Oil prices for most of this year have stayed in a price range of $70 to $80 a barrel -- judged by OPEC to be high enough for producers who need to invest and low enough not to damage the world's economy.
CHINA TIGHTENS
Oil was relatively unmoved by the news that China, the world's largest energy user according to the International Energy Agency, had raised the required reserves of its four leading state banks to drain cash from the economy. [
]Amrita Sen, a commodities analyst at Barclays Capital in London, said the impact on China's energy demand would be muted.
"Given how energy intensive the Chinese economy is, even with some soft landing we do not expect this to change," Sen said.
The market will seek further clues to developments in the global economy from the release of the minutes for the last U.S. Federal Reserve meeting on Tuesday, China trade data on Wednesday and U.S. retail sales for September on Friday.
(Graphic of Reuters-Jefferies CRB index: http://link.reuters.com/kew48n)
FRENCH DISRUPTION
Prices took some support as a strike at France's top oil port of Fos Lavera continued into a 15th day on Monday. The nearby La Mede oil plant said over the weekend it had half idled its capacity and will fully shut down in a couple of days because of the disruption to supplies. [
]Workers at Petroplus's 154,000-barrel-per-day Petit Couronne refinery in northern France also started a rolling 24-hour strike over pensions, blocking fuel supplies and reducing production.

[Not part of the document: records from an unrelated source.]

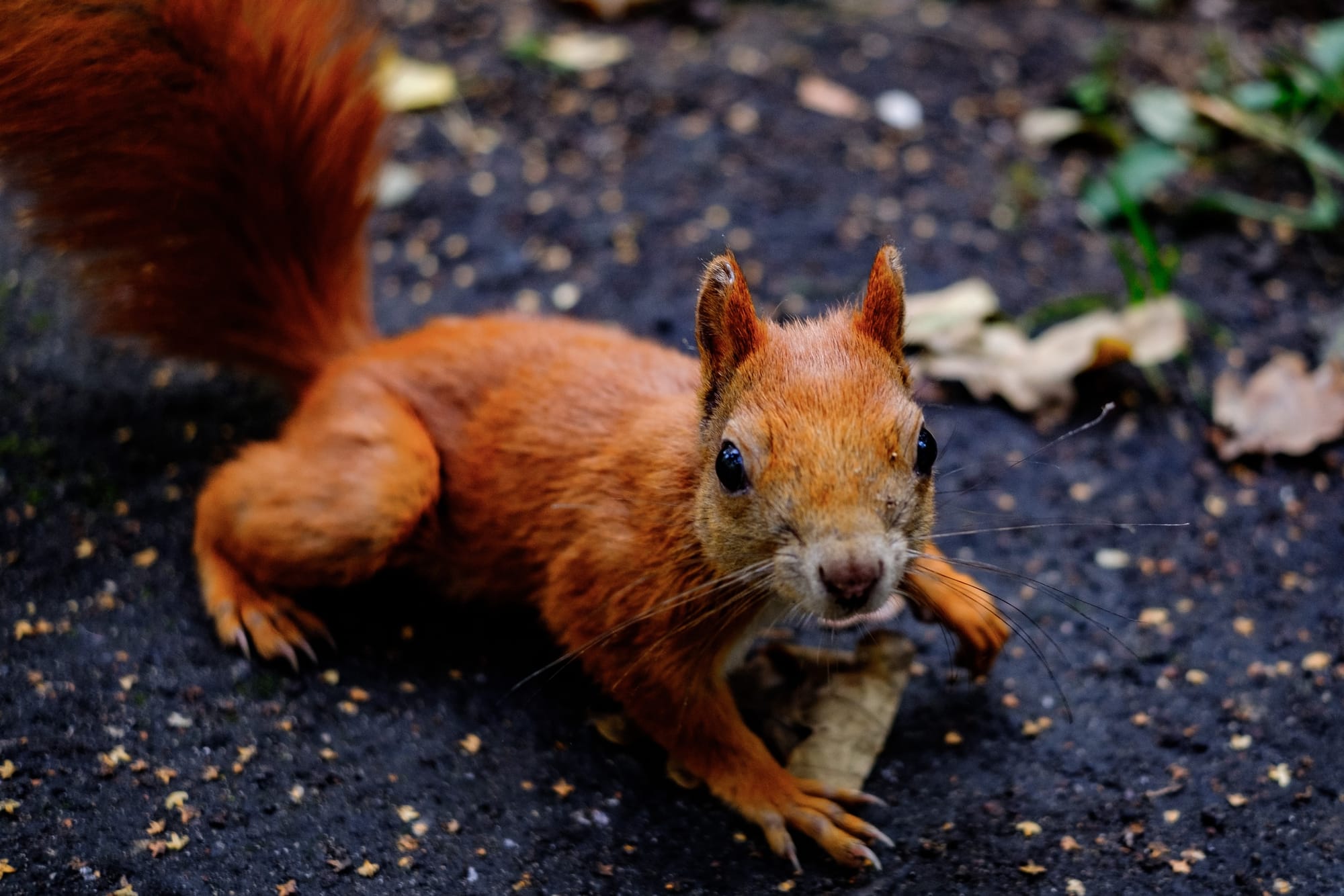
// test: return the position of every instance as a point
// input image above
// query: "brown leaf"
(830, 99)
(614, 9)
(843, 702)
(1032, 374)
(1284, 409)
(409, 85)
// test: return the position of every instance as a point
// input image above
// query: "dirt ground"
(1202, 757)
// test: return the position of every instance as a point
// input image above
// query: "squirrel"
(206, 169)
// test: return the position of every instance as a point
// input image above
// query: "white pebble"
(900, 109)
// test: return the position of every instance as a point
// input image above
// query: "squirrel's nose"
(850, 582)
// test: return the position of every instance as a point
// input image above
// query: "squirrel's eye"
(928, 453)
(732, 469)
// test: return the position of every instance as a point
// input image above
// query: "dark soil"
(648, 171)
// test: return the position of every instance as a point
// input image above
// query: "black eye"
(733, 472)
(928, 453)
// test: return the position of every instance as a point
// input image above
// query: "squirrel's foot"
(272, 625)
(815, 811)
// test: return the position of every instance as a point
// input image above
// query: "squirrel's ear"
(884, 314)
(726, 327)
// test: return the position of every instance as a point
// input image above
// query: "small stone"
(1112, 559)
(1318, 662)
(900, 109)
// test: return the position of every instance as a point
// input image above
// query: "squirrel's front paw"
(980, 637)
(272, 624)
(814, 809)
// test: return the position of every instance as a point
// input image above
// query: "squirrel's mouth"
(884, 613)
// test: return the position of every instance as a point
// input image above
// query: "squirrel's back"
(208, 166)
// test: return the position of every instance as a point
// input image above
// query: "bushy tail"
(206, 165)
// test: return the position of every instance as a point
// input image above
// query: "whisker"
(663, 607)
(1036, 649)
(1053, 525)
(1053, 592)
(989, 478)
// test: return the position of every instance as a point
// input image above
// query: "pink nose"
(850, 582)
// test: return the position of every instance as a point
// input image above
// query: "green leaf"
(1326, 48)
(1323, 214)
(1092, 93)
(1259, 96)
(1140, 171)
(1165, 115)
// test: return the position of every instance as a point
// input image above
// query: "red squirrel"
(206, 169)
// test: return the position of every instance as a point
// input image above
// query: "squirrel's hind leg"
(350, 480)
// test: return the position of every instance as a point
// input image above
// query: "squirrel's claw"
(778, 836)
(839, 795)
(819, 817)
(269, 624)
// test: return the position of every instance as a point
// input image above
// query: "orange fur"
(550, 461)
(206, 163)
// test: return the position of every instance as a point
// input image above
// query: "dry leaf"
(1283, 410)
(408, 85)
(951, 316)
(827, 711)
(1038, 373)
(825, 96)
(611, 10)
(585, 50)
(1048, 127)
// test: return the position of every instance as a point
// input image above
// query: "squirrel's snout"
(850, 581)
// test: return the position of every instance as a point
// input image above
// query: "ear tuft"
(726, 326)
(884, 315)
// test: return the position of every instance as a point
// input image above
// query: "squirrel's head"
(815, 463)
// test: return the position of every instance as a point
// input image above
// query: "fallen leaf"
(1283, 409)
(1048, 127)
(611, 10)
(397, 183)
(1030, 374)
(585, 50)
(409, 85)
(830, 99)
(842, 702)
(948, 318)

Disruptions to the supply of gasoline and diesel in France have boosted oil product prices and helped underpin the broader market, but some analysts cautioned that lower refinery operations could ultimately weigh on crude prices as less is used for processing.

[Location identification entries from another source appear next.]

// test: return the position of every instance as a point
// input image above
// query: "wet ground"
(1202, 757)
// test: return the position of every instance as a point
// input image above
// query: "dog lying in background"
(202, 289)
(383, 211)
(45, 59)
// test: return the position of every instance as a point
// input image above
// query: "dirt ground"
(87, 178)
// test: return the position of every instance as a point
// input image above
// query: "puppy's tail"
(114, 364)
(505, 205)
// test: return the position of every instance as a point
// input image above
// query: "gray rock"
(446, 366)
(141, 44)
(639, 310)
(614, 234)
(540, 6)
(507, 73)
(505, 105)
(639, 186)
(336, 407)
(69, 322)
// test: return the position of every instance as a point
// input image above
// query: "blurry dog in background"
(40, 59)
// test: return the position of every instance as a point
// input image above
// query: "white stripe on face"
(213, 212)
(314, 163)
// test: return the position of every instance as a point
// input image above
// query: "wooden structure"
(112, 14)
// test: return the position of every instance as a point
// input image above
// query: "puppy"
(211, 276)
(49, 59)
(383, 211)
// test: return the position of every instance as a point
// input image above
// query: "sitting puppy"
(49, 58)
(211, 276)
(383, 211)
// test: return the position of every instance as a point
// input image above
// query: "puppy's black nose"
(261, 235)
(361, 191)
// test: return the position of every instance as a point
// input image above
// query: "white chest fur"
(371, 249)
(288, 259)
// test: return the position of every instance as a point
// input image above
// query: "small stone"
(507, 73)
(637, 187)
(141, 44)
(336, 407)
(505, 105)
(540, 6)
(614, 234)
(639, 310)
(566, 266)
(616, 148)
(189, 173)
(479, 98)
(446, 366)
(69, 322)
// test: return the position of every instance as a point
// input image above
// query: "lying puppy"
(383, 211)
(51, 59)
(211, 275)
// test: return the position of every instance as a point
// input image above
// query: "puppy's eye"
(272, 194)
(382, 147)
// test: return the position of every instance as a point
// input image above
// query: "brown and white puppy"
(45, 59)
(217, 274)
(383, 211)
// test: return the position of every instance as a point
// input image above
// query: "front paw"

Iran increased its official reserves estimate by 18 billion barrels to 150 billion barrels on Monday, ahead of Thursday's OPEC meeting. [
]The move followed the decision a week ago by Iraq, a fellow OPEC member, to raise its reserves figure to 143 billion barrels. [
]However, Olivier Jakob of consultants Petromatrix in Zug, Switzerland, was skeptical that Iran's news would have much effect on oil prices.
"Everything out of Iran is taken with a pinch of salt. It was a little bit of a reaction to the Iraqi announcement," he said.